These Things I Know To Be True

THESE THINGS I KNOW TO BE TRUE

It is essential to have some space for yourself, even if it is only inside your head and heart.

I was a daughter. I am a wife. I am a mother. I am a sister, aunt, friend and neighbor and citizen.

My parents passed away within eight months of one another when I was thirty-four years old. I took care of my parents through the final moments of their lives. My father died of lung cancer and my mother had dementia. At the time that my father was diagnosed with cancer my older brother came to me and said, “It’s up to you Susan, to take care of them.” My brother was nineteen years older than I was. He was a psychologist whose practice centered on family therapy. He passed away a year ago.

I believe that he felt that as the youngest in my family of origin and a stay at home mom that I was in the best position to care for them. I would have done it without his words. But none the less, there is an expectation in our society that women are and should be the caretakers.

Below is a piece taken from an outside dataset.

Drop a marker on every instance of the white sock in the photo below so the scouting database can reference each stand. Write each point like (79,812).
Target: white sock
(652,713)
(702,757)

It was a difficult time, stressful, unbearably sad. It was an isolating experience. I learned during that time, that if I was going to take care of my parents, I had to first take care of myself. And so, I tried to get enough rest, eat properly and ask for help from family members when I felt overwhelmed. In fact, I sought counseling because I was suffered from depression.

After my parents passed, I began to think a great deal about life, and how swiftly time passed. My mother had told me before she developed dementia that her regrets in life had to do with all the things she didn’t do. Not any mistakes she may have made. I took my mother’s advice. Not to let fear stand in the way of doing anything I wanted to accomplish.

I considered the regrets of my life up to that point. What I wish that I had done and hadn’t been able to do up that point. My biggest regret was not going to college. When I was senior in high school in 1969, my father, who was an old school kind of guy said,” girls don’t need to go to college they are just going to get married and have children.” I went to work instead as a dental assistant after I graduated.

Consequently, after my parents passed, I kept my mother’s regrets in mind. I decided to go to college.

Two years after I lost my mother and father I applied to and was accepted into Temple University at Tyler School of Art in Philadelphia.  My kids were three and six at the time.

It was very difficult juggling two young children and going to school full-time. But I did it, I graduated with a degree in Graphic Design and Art Education. It was the best experience of my life. I realized I was intelligent, motivated and worth the investment of time and money. I gained confidence in myself. Both of my children grew up being exposed to art and creativity. They went on to Art School and became artists. Creativity is an essential part of my psyche and theirs as well.

In addition to painting, I write. Writing and painting are both forms of storytelling.  Until recently, it was something I did only for myself. Writing is an outlet for expressing my thoughts and feelings when it doesn’t always feel safe to express them to anyone else.

You are more than the roles you play in other people’s lives. You are more than someone’s mother, daughter, sister or wife. Try to remember you are unique, you have value. You have much to contribute to the world. Do not ever let anyone take that away from you. Make it your goal to find that little space inside your heart and your head just for you.

3 thoughts on “These Things I Know To Be True

  1. Jeanette Culver

    Yes!

    I was going to say more, but I realized I was just repeating what you already said, and not as well as you said it. I feel it!

  2. bobculver

    Your observations are very true. Everyone needs to evaluate themselves to discover who they are and their wants. Only in this way can they discover what they can pursue in life that will make them happy. Not everyone discovers as you have that they can actually make changes to their lives that greatly enhances their well being.